Welcome to our Newest Faculty Members
LUZ MARTIN DEL CAMPO
Lecturer – Department of Behavioral Sciences
Dr. Luz Evelia Martin del Campo-Hermosillo (she, her, hers) is a first-generation college graduate born in Guadalajara, México, and a scholar in Ecological Anthropology and Gender Studies. Her gender analysis framework examines from 1991 to the present, the anthropogenic influences impacting tropical protected areas, conservation, sustainable development, land use, and landscape change in the Lacandón Rainforest located in the Montes Azules Biosphere Reserve in Chiapas, México. She earned her B.A. degree in Political Science, and M.A. degree in Applied Urban Anthropology at The City College of New York-CUNY, and her Ph.D. at the University of Florida, Gainesville (as a single parent) where she was an Alumni-Land Use and Environmental Change Institute (LUECI) Fellow. Her research in both the Amazon Rainforest in Brazil and Lacandón Rainforest in México was supported by LUECI, the National Science Foundation Integrative Graduate Education and Research Traineeship (IGERT) “Working Forest in the Tropics,” program, and the National Science Foundation “Ecology in an Era of Globalization,” research and travel awards. She is also a past Tenenbaum Leadership Initiative Fellow at the Milano New School for Management and Urban Policy in New York City. Her most recent scholarly presentation took place in August 2022, at St. John's College - Oxford University.
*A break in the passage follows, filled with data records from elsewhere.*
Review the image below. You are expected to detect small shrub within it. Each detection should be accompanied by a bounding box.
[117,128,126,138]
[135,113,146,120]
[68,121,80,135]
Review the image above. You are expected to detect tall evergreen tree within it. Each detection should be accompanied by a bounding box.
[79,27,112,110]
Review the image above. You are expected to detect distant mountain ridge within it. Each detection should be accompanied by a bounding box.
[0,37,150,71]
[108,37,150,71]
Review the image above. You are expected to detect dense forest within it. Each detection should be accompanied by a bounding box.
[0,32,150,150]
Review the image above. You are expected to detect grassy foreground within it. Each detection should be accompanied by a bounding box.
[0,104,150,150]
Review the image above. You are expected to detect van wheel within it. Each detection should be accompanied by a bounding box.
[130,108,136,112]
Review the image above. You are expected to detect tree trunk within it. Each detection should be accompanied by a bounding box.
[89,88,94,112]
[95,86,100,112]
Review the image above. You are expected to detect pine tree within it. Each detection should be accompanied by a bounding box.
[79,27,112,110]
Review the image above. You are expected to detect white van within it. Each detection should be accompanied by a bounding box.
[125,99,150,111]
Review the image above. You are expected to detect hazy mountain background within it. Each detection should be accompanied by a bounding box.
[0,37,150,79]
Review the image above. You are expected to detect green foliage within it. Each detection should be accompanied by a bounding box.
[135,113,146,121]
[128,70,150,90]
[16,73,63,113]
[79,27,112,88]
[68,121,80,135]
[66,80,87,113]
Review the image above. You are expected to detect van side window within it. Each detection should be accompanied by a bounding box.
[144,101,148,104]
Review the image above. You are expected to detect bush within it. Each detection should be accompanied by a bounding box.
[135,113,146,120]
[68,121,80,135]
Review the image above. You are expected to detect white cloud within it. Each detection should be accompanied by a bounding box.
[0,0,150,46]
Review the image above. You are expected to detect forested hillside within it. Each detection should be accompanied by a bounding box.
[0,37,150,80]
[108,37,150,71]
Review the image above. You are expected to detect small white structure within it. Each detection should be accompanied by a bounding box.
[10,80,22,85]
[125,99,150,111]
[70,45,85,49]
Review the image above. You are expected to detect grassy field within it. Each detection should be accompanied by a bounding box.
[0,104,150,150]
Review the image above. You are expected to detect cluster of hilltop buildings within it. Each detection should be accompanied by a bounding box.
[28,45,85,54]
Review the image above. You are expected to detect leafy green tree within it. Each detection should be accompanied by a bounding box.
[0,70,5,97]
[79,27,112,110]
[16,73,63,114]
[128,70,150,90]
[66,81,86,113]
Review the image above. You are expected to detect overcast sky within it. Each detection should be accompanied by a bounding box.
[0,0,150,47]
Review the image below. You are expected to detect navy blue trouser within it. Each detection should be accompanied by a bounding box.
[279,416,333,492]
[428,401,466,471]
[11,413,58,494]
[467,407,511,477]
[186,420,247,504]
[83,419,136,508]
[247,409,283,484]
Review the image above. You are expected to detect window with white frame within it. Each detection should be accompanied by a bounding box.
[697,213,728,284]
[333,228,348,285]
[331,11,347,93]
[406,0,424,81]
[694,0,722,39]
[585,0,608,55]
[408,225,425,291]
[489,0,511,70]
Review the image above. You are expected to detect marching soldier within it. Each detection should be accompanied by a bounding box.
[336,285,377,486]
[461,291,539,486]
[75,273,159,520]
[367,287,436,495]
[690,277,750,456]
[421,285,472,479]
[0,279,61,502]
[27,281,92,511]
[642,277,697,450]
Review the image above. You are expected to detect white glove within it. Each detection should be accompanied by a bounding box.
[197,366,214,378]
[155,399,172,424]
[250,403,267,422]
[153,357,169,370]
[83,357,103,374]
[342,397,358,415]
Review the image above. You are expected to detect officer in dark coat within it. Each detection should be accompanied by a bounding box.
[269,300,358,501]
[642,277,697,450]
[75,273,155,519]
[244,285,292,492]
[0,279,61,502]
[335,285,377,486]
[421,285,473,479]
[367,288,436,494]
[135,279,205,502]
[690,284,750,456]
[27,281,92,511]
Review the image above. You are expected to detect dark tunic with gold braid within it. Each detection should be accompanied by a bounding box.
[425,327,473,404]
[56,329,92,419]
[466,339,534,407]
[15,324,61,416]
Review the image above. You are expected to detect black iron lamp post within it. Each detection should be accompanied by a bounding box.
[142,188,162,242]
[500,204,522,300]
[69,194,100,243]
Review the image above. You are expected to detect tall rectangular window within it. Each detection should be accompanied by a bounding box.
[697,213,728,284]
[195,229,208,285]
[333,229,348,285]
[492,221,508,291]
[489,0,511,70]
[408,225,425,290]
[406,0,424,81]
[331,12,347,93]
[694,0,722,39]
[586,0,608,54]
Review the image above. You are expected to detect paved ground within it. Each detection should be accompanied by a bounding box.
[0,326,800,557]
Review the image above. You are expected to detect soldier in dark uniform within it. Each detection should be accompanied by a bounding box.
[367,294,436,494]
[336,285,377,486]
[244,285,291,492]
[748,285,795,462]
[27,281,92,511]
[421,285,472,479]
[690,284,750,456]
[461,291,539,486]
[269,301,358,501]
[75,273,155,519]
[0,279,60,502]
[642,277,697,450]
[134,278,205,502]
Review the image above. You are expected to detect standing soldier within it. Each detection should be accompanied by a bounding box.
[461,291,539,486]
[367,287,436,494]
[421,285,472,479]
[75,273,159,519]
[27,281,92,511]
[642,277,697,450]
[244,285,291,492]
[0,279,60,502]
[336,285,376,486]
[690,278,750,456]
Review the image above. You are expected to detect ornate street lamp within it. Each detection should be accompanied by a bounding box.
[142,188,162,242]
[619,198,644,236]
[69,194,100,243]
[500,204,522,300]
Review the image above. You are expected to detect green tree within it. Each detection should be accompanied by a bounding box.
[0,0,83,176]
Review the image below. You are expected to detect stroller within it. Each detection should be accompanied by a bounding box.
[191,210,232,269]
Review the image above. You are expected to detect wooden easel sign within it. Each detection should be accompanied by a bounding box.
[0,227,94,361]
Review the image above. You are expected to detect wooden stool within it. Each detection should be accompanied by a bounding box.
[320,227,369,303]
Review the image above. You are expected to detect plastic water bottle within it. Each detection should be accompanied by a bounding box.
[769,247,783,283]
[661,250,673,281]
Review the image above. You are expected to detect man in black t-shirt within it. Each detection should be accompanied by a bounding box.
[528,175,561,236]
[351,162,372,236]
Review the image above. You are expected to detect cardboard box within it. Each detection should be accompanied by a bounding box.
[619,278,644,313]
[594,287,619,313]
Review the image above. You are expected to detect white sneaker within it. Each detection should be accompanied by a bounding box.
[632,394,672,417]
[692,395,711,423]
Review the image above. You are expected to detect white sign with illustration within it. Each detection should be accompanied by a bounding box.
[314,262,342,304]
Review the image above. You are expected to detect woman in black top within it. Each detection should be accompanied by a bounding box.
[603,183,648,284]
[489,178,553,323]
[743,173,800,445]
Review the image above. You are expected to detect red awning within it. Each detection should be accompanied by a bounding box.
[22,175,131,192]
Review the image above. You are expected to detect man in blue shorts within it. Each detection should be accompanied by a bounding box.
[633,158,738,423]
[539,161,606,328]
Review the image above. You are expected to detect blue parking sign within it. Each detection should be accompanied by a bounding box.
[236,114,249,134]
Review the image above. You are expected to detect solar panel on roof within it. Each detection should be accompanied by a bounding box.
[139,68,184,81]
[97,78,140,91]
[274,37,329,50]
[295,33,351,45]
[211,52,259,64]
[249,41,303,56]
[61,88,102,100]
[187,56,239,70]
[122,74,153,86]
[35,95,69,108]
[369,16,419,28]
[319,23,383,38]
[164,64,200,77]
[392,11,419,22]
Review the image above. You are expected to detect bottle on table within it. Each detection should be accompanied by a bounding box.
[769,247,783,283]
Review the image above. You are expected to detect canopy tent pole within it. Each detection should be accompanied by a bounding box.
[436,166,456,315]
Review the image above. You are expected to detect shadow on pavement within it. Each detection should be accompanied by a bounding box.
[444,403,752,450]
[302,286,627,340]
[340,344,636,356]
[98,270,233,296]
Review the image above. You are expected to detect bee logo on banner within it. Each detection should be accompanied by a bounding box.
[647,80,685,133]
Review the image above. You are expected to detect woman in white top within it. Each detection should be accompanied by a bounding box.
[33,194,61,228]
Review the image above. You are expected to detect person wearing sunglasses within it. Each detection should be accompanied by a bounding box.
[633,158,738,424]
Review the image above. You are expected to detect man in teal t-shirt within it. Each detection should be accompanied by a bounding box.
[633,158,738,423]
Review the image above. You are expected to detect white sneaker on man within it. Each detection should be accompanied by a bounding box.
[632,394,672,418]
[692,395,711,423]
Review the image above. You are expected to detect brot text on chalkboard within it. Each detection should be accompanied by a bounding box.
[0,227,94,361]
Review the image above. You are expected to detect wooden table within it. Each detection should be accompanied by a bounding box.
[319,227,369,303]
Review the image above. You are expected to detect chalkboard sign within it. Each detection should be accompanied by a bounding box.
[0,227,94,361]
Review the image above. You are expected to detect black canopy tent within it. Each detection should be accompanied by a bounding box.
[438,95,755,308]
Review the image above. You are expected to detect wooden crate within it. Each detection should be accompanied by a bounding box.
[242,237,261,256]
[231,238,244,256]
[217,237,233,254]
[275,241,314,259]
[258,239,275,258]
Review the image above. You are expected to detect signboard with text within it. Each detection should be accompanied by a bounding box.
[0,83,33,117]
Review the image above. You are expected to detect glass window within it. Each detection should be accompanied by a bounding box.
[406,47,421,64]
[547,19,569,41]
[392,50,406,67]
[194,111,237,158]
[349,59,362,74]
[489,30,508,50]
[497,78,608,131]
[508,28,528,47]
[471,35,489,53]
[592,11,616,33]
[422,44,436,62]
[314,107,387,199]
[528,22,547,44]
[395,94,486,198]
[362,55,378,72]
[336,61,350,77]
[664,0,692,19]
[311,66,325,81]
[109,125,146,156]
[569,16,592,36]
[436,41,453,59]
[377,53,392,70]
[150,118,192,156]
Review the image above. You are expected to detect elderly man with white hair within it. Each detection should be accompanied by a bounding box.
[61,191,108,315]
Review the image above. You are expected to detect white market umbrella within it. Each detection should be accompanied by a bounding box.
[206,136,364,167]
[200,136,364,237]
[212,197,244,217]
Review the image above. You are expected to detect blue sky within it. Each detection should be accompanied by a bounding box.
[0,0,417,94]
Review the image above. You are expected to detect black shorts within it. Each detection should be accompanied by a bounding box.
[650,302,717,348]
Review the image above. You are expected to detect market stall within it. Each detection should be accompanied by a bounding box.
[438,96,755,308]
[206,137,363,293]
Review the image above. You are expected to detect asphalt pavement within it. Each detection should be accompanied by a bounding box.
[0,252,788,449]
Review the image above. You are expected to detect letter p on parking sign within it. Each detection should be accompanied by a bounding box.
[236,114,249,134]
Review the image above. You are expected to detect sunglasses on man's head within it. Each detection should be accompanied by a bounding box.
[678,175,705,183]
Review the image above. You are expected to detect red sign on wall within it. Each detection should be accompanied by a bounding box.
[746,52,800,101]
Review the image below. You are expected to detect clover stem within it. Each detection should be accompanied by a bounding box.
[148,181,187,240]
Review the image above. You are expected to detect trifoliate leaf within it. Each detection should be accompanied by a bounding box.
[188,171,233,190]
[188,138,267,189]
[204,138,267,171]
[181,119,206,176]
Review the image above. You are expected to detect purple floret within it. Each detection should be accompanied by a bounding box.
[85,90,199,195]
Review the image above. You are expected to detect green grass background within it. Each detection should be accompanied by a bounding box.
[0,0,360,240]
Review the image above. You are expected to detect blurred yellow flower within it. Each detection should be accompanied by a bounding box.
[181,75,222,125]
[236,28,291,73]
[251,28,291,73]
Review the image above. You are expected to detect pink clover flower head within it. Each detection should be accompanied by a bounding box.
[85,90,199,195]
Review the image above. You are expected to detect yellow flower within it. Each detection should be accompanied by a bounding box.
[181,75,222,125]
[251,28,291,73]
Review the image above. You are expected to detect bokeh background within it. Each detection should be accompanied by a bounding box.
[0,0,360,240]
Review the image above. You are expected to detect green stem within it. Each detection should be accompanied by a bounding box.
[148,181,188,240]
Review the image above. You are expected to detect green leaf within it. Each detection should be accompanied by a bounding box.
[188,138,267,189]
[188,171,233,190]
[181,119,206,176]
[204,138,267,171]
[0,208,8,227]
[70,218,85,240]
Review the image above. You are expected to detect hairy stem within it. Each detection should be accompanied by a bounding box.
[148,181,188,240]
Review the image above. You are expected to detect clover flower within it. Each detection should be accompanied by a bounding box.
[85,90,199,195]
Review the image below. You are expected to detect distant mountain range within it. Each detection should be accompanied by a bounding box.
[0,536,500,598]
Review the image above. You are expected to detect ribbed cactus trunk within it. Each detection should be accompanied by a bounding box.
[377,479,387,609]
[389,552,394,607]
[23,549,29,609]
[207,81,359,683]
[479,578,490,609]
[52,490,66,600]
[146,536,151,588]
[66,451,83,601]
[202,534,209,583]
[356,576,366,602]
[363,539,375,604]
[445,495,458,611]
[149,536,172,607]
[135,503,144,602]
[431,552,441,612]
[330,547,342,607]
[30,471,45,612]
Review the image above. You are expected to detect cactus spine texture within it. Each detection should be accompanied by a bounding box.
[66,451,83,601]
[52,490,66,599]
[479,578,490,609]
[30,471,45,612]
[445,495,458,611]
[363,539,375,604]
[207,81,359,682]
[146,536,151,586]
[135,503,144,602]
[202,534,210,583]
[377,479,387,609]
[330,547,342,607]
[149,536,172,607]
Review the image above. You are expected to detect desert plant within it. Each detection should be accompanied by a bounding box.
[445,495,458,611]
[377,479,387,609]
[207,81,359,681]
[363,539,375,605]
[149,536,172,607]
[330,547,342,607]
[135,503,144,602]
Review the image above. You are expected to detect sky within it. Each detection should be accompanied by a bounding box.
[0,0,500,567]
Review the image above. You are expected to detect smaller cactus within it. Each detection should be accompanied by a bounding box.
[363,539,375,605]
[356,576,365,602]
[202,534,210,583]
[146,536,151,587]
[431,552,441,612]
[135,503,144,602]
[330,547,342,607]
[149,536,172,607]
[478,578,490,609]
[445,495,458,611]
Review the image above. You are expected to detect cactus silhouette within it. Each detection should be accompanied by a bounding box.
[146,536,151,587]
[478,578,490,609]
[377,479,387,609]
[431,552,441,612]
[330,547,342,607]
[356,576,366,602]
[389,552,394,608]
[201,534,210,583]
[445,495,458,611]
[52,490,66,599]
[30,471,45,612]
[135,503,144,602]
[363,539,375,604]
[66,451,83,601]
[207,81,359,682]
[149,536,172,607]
The paper was entitled, "Mapping the Commodification of Tourism, Rainforest Conversion, and Lacandón Maya Self-Identity Resulting in Evolving Biodiversity Indicators.” Previously, she presented this body of work during the Anthropology, Weather and Climate Change Conference, held at the British Museum, and sponsored by its Department of Africa, Oceana, and the Americas, in conjunction with the Royal Anthropological Institute of Great Britain and Ireland.